Al salir del cine aquel sábado, al principio no reconocí nada, como si la sala de
proyecciones se hubiera excavado en la pendiente de una falla espacio-temporal. Durante un
segundo tuve la sensación de haber entrado en algún lugar dos horas antes y de haber sido
arrojado a otro país mediante un complicado sistema de vórtices invisibles. Una mujer de
espesa cabellera, con un abrigo acolchado y gorro de piel, me miró con insistencia al pasar a
mi altura. Siguiéndola con la mirada, distinguí en el movimiento los tubos multicolores que
surgían del blanco como enormes Legos, y la descomunal maceta dorada en lo alto de la
columna: parecía aún más surrealista que de costumbre, aislada de esa forma en medio de la
nieve en el perfecto desierto de la explanada del museo Beaubourg.

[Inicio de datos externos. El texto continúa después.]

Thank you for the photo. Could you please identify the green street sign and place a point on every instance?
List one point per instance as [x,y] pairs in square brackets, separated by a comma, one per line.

Nunca más he vuelto a ver un fenómeno como ese en París. Lo más curioso fue la rapidez
con la que el polvo blanco se pegó al asfalto, como las limaduras a un electroimán. Las calles
estaban desiertas, la gente, helada hasta los huesos, apelotonada en los bares de los
alrededores frente a un ponche o a un batido de chocolate caliente. Levanté la cabeza: los
copos, pesados, se deslizaban perezosamente desde un cielo deslumbrante. Respiré, mi aliento
perforó el aire y empecé a andar. Puede parecer una tontería, pero sabía que pasaría algo. Sin
duda, mi pensamiento no se dirigía a ella. Hacía seis meses del episodio del Luxembourg y
había acabado con el luto de aquel no encuentro. De un tiempo a esta parte frecuentaba a
Mathilde, o más precisamente el lecho que ocupaba ella en el edificio de sus padres, una
maravilla arquitectónica situada en el distrito decimosexto, un barrio que por otro lado nunca
he soportado, con sus elegantes charcuterías, sus centros de bronceado y sus aceras desiertas.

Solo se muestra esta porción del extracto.